Padre Cipriano mantiene il cuore rivolto verso la sua terra natale da cui gli giungono numerose lettere. Accoglie con il viso illuminato di gioia i visitatori africani, soprattutto quelli che vengono dalla Nigeria. Nel luglio 1961, i monaci si pongono di nuovo la questione di un'eventuale fondazione. Hanno luogo numerose discussioni in riunioni di comunità sull'opportunità e il luogo per l'esecuzione di questo progetto. Il vescovo da cui dipendevano precedentemente i Padri Cipriano e Marco viene a parlare alla comunità di una possibilità di realizzare questa fondazione nell'est della Nigeria. Padre Cipriano preferisce mantenere il silenzio durante le discussioni, anche se il progetto gli sta molto a cuore. Si affida totalmente a Dio e si dedica alla preghiera fervente. Alla fine, l'intervento del vescovo raccoglie quasi tutti i suffragi e iniziano i preparativi per la fondazione.

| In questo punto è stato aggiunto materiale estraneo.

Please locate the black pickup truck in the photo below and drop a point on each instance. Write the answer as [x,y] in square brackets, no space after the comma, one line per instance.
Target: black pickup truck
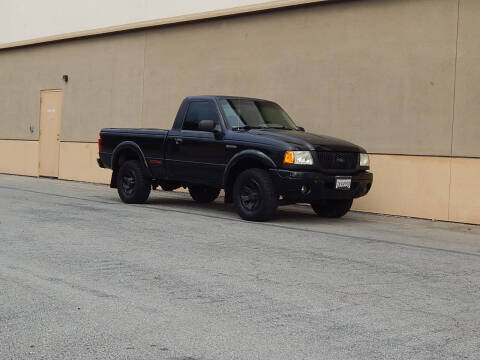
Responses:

Nel gennaio 1962, si scopre che Padre Cipriano ha un tumore al collo; viene operato senza indugio. È una forma benigna di tubercolosi. Questo non gli impedisce di darsi da fare nel giardino. Mostra anzi un grande interesse per il giardinaggio e si rallegra del risultato del suo lavoro. Lungi dal sottrarsi alle corvée di diserbo o di dissodamento, vi si dedica con predilezione. Il 19 dicembre 1962, la comunità organizza una festa per il giubileo d'argento sacerdotale di Padre Cipriano. In questa occasione, riceve un gran numero di lettere provenienti dal mondo intero nonché una benedizione del Papa.
L'Africa o il Cielo?
In occasione della beatificazione di Padre Tansi, il 22 marzo 1998, Papa Giovanni Paolo II diceva di lui: «Era soprattutto uomo di Dio: le lunghe ore trascorse davanti al Santissimo Sacramento riempivano il suo cuore di amore generoso e coraggioso. Coloro che lo hanno conosciuto testimoniano il suo grande amore per Dio. Quanti lo hanno incontrato sono rimasti colpiti dalla sua bontà personale. È stato poi uomo del popolo: ha messo sempre gli altri prima di se stesso ed è stato particolarmente attento alle necessità pastorali delle famiglie. Si è adoperato molto affinché le coppie venissero ben preparate al Santo Matrimonio e ha predicato l'importanza della castità. Ha cercato in tutti i modi di promuovere la dignità delle donne. In particolare, considerava preziosa l'educazione delle giovani».
Chiediamo al beato padre Michele Tansi di guidarci nelle vie della vita interiore e dell'apostolato.